The overwhelming majority of public companies are keen to engage with hedge fund investors, with 89% proactively meeting with hedge funds as part of their investor relations programs, according to a new survey.
Despite the widely reported concerns about short selling and hedge fund activism among some company CEOs, a Bank of New York Mellon survey reveals a broad acceptance of hedge funds as investors.
“Companies have realized that many hedge funds can be a viable source of long term investment," said Guy Gresham, New York head of the global investor relations advisory team in BNY Mellon's depositary receipts division.
The number of companies meeting with hedge funds is up significantly from 2006 (76%) and marginally from 2007 (88%). Companies in Europe and North America are most likely to meet with hedge funds. In Asia Pacific (75%) and Latin America (70%) the picture is mixed, with 15% of Asian companies stating they have not met with hedge funds in the past and are not considering doing so in the future.

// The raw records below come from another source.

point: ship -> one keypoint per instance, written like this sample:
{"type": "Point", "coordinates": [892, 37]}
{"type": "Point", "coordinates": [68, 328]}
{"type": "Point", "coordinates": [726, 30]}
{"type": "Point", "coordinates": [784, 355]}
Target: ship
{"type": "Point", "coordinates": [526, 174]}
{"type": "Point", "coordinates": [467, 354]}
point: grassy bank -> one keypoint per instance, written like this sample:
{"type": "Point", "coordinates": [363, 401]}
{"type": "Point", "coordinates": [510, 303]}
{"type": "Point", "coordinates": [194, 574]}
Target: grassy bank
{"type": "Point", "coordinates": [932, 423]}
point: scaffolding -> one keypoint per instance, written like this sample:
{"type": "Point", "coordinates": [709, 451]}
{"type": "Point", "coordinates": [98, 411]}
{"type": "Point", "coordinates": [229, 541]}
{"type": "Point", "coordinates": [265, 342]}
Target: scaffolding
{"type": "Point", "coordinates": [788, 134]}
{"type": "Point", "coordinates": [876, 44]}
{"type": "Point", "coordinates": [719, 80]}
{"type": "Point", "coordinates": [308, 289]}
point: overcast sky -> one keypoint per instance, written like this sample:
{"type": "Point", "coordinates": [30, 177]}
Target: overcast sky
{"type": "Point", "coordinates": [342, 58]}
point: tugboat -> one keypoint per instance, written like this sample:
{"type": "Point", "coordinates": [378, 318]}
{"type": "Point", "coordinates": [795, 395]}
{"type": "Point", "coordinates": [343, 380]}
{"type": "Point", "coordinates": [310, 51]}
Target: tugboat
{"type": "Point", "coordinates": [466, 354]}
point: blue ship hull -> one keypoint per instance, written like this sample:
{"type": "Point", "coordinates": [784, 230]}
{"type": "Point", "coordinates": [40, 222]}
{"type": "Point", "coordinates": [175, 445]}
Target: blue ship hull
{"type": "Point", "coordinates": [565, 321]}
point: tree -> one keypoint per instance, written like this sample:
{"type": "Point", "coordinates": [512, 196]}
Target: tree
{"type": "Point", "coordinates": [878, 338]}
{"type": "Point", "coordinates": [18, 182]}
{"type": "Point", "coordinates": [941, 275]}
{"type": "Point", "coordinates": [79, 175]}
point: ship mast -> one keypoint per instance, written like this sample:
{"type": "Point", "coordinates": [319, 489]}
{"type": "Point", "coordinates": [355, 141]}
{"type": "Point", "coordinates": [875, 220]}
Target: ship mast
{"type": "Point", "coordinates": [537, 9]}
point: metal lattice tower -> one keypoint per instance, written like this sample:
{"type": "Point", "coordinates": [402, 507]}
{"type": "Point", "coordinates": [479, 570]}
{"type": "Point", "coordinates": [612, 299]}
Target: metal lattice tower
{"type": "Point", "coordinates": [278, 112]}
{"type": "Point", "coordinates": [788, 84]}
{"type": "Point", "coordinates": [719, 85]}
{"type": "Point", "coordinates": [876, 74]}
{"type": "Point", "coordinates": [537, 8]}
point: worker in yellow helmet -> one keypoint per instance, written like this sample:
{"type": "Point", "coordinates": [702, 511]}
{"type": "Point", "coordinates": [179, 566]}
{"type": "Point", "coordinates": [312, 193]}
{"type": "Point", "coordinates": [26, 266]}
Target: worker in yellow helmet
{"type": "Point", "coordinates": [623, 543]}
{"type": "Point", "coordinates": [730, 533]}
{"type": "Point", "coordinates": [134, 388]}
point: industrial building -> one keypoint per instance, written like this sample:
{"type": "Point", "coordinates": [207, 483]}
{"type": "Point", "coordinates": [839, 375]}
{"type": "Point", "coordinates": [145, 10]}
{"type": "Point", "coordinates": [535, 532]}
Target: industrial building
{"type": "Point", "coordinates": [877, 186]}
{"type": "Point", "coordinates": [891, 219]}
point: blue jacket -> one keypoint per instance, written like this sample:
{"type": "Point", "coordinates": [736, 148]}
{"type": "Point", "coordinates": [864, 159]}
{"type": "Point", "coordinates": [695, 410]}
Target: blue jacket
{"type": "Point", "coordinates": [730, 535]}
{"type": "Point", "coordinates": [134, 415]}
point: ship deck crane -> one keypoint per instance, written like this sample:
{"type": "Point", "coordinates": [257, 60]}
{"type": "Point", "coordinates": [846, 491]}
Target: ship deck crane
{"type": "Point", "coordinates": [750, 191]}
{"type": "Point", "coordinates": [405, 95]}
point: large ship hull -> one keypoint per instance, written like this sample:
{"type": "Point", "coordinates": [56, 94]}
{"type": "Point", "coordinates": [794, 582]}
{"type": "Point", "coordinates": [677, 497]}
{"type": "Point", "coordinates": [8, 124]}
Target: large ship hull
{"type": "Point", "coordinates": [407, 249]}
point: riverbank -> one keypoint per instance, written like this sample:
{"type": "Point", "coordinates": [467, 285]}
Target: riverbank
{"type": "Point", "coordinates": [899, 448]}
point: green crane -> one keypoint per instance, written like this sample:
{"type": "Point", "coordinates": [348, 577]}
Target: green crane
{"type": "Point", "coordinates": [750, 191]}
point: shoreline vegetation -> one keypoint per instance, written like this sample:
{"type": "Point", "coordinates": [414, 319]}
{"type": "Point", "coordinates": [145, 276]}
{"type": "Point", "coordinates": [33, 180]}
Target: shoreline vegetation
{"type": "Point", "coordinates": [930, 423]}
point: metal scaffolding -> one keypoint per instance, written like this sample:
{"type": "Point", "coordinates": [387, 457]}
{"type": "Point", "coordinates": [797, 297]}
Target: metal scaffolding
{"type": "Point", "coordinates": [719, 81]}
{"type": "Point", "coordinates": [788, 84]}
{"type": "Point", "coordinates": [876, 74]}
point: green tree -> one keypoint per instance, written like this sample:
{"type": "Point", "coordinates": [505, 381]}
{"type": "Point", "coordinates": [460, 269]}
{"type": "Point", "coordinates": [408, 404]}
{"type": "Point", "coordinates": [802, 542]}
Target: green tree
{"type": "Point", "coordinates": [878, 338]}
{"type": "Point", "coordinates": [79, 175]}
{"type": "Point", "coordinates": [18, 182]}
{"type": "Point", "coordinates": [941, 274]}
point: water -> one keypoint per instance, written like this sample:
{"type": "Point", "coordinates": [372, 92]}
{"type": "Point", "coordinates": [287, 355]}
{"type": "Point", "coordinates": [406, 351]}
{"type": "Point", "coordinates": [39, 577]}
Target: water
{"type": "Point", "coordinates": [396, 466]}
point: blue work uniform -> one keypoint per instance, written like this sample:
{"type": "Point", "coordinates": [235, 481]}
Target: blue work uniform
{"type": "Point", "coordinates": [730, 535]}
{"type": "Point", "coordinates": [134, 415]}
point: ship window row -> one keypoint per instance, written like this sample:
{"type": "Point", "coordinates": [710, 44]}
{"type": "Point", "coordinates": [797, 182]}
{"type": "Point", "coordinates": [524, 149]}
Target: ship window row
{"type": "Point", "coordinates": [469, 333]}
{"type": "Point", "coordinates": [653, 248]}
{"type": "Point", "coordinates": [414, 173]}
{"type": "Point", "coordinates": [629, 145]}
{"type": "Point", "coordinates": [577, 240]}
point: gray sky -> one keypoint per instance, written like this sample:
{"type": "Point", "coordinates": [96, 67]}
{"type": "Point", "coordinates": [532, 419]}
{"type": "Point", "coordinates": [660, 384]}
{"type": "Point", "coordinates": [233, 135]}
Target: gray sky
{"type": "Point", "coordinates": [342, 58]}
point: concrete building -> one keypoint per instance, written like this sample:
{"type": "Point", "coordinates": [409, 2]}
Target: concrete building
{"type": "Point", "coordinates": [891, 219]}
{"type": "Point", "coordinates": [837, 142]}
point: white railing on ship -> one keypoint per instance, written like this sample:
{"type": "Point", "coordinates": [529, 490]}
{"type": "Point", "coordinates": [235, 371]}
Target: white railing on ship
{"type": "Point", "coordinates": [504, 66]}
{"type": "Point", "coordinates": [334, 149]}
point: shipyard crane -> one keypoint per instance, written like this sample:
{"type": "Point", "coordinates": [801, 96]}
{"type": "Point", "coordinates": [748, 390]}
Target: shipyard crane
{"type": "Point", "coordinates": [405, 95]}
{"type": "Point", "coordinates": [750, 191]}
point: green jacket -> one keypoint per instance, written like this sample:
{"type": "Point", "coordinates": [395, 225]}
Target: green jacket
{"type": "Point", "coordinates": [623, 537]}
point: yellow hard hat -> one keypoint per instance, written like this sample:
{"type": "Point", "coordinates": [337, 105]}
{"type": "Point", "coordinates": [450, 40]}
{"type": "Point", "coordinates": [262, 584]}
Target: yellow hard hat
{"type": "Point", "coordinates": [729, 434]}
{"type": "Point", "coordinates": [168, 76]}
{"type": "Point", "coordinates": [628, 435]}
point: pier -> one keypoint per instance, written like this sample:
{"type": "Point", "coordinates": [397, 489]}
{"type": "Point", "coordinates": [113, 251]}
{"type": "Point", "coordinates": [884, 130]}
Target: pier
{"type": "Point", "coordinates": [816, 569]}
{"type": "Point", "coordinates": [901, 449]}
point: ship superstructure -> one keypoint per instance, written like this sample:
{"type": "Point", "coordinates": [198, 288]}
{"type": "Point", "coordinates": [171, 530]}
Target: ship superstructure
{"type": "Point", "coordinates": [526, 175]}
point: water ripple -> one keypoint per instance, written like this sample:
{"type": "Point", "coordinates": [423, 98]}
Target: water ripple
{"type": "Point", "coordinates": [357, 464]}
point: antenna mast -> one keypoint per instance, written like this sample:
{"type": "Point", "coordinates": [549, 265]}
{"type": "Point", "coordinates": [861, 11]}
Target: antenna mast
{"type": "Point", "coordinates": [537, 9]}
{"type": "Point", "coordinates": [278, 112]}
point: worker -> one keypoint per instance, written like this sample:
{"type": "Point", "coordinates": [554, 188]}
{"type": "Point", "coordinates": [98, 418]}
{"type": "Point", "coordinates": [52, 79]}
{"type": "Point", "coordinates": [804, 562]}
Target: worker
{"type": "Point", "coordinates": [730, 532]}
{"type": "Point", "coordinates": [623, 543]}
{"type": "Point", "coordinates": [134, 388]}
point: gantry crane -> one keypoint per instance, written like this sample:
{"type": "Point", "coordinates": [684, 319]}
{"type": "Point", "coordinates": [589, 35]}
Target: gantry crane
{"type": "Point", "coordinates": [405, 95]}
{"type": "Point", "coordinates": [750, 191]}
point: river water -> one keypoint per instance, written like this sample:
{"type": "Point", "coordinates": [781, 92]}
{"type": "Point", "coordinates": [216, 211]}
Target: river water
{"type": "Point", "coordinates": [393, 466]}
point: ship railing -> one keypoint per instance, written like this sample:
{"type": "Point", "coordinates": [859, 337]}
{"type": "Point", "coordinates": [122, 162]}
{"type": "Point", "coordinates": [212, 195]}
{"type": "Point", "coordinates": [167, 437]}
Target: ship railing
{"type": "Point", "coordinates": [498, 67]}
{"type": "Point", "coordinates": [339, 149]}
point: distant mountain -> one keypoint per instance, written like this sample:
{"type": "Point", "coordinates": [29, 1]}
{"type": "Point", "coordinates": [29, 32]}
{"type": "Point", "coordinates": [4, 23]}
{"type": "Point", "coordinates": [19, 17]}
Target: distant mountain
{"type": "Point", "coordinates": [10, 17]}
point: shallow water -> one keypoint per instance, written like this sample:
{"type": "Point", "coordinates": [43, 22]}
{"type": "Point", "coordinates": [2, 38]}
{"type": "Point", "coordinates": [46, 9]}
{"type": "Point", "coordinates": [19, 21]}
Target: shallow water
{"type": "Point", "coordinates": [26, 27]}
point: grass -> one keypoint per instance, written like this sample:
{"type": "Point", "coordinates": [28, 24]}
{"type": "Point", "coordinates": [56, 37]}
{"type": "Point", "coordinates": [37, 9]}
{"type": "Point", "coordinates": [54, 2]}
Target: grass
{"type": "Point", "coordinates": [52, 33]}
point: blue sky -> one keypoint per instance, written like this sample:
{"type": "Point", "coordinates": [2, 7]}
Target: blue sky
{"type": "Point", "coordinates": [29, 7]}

Because hedge funds typically have a more flexible mandate and greater risk appetite than mutual funds and institutions, they are more likely to invest in distressed companies or those facing difficulties as a result of the credit crunch. “Our advice to companies is to be proactive with their investor relations programs in spite of the volatile markets,” said Gresham. “There is a lot of cash on the sidelines, and now is the time to catch the attention of these potential investors.”
However, the survey found some dissatisfaction among companies regarding the quality of the hedge funds they meet. Twenty seven percent said they did not know or lacked enough information to judge the quality of hedge fund managers they met through brokers. A further 21% said brokers introduced them to too many small funds or to aggressive high turnover funds.